Zahlungen einstellen kostet auf lange Sicht sicher weniger als ein Jahrhundert die GR füttern.

Noch mehr könnten wir uns ersparen, wenn wir nicht unsere Arbeitslosen und Pensionisten durchfüttern würden.

ja und solange des Damokles Schwert der Krise da hängt wird niemand investieren

Deswegen STOP €-Krise!
Geht so leicht, wie STOP Acta.
Fällt Euch nicht auf:
Zuerst warens 80 Millionen €,
dann 500 Millionen €,
dann 100 Milliarden €,
und Luxenburg hat eine private pro Kopf Verschuldung von über 1 Billion € (mehr als 1000 Milliarden € pro Einwohner)
Österreichs öffentliche Staatsschulden sind gerade einmal 230 Milliarden €.

?????????????

ich hoffe. du wirst nie gefüttert werden müssen mit 70

Bei einem liberalen Sterberecht wäre das auch nicht unbedingt notwendig.

Hedge Fonds

und in einem halbem Jahr wird dann wieder die Meldung kommen das die Hedgefonds ordentlich Gewinn damit gemacht haben...
Einfach ein paar Banken über den Jordan springen lassen indem Griechenland ALLE Schuldenzahlungen einstellt und nur das Geld hinunter schicken das zum echten Überleben notwendig ist...

ALLE Schuldenzahlungen einstellen

Sie wissen aber schon, dass die Schuldner der Griechen zu 90% mittelbar oder unmittelbar die nordeuropäischen Steuerzahler sind. Und die Griechen haben ihre Schuldenzahlungen längst schon eingestellt. Wir bezahlen uns die Kreditzinsen und Tilgungsraten nämlich selbst.

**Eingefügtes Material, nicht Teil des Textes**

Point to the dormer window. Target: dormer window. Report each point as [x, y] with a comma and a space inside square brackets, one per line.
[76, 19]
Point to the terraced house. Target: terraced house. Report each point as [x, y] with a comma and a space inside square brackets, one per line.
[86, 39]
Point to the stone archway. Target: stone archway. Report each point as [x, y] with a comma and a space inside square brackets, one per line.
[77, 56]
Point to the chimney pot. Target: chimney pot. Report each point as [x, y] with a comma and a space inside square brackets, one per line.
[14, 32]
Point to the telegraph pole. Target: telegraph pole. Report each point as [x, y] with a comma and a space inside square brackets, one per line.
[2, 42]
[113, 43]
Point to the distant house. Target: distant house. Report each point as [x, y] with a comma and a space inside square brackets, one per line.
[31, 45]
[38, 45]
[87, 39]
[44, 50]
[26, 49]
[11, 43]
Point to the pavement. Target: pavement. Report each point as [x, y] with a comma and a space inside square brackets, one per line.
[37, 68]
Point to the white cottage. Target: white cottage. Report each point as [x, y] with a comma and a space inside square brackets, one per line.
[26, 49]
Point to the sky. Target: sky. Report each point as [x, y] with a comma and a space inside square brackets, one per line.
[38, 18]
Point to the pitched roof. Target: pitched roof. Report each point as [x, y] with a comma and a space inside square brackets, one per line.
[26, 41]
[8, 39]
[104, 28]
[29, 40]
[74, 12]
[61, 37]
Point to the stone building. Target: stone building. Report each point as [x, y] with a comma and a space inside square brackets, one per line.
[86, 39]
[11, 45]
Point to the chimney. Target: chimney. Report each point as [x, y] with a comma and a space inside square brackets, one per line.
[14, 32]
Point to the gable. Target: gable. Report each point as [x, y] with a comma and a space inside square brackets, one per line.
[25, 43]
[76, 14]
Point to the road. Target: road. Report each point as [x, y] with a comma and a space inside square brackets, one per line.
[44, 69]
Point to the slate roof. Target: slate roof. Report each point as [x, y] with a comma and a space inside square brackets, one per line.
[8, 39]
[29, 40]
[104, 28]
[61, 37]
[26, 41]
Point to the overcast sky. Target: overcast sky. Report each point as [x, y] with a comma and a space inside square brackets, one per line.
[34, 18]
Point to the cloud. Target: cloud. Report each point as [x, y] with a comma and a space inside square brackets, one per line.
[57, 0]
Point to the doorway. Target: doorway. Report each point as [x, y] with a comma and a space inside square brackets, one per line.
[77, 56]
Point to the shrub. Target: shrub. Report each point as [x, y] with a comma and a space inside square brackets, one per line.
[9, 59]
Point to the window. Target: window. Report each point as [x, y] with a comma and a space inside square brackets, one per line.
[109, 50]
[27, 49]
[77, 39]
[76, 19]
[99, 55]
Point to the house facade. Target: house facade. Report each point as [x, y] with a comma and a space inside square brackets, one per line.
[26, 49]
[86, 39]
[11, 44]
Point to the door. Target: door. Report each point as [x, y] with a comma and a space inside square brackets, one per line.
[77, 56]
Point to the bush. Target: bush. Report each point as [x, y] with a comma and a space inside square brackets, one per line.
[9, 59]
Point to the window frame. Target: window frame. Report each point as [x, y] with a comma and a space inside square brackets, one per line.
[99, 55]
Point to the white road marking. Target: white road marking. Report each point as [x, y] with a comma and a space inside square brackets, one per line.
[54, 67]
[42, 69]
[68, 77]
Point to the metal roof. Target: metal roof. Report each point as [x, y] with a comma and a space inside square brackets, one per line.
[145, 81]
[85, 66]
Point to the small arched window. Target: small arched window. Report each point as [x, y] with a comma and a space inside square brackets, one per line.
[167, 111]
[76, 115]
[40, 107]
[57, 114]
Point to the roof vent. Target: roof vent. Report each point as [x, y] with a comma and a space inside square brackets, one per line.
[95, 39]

Wir können also nur die Zahlungen an uns selbst einstellen, was Frau Fekter und Herr Juncker aber nicht wollen, weil diese Zahlungen sind ja das "Tolle Geschäft", das man uns einreden will.

und sie wissen aber dann auch das diese zahlungen nicht an uns gehen sondern von uns geleistet werden oder?
und das mit ihrem und unser aller geld damit die boni von den herren dort gewährleistet werden?
oder haben sie etwas davon?
wenn ja dann haben sie natürlich recht - wenn nicht dann müsste es in ihrem interesse sein das wir nicht mehr die gewinne der banken, hedgfonds etc. garantieren denn genau das tun wir damit...

die luxemburgische wirtschaft besteht fast nur aus banken d.h. juncker hat ein ganz besonderes interesse an den bankenrettungen

das würde ich auch so sehen

nur leider sind die griechischen Politiker nicht nur unfähig , sondern auch feig ohne Ende!!! Soviel "Eier" wie die Argentinier traue ich den Griechen einfach nicht zu!!! Die Argentinier stehen 11 Jahre nach der Pleite wieder ganz gut da!!! Aber die Griechen sind feig und unfähig! Das ist eine besonders tragische Kombination von "Fähigkeiten".

Argentinien liegt immer noch am Boden und bekommt an den Finanzmärkten ohne Hingabe substenzieller Sicherheiten keinen Cent Kredit. Was für die im Geldverschwenden leichtfertigen Griechen aber auch eine nette erzieherische Maßnahme wäre.

Volksabstimmung

Island hat gezeigt wie's funktioniert. Eine Volksabstimmung ob die Banken gerettet werden sollen, wurde verneint. Gut so, das Land hat mittlerweile das höchste Wirtschaftswachstum in Europa. Eine Volksabstimmung in Griechenland wurde abgewürgt. Papandreou vorsorglich ebenfalls. Griechenland ewig durchfüttern wird noch funktionieren, sobald Spanien gröbere Probleme bekommt, sind wir am A.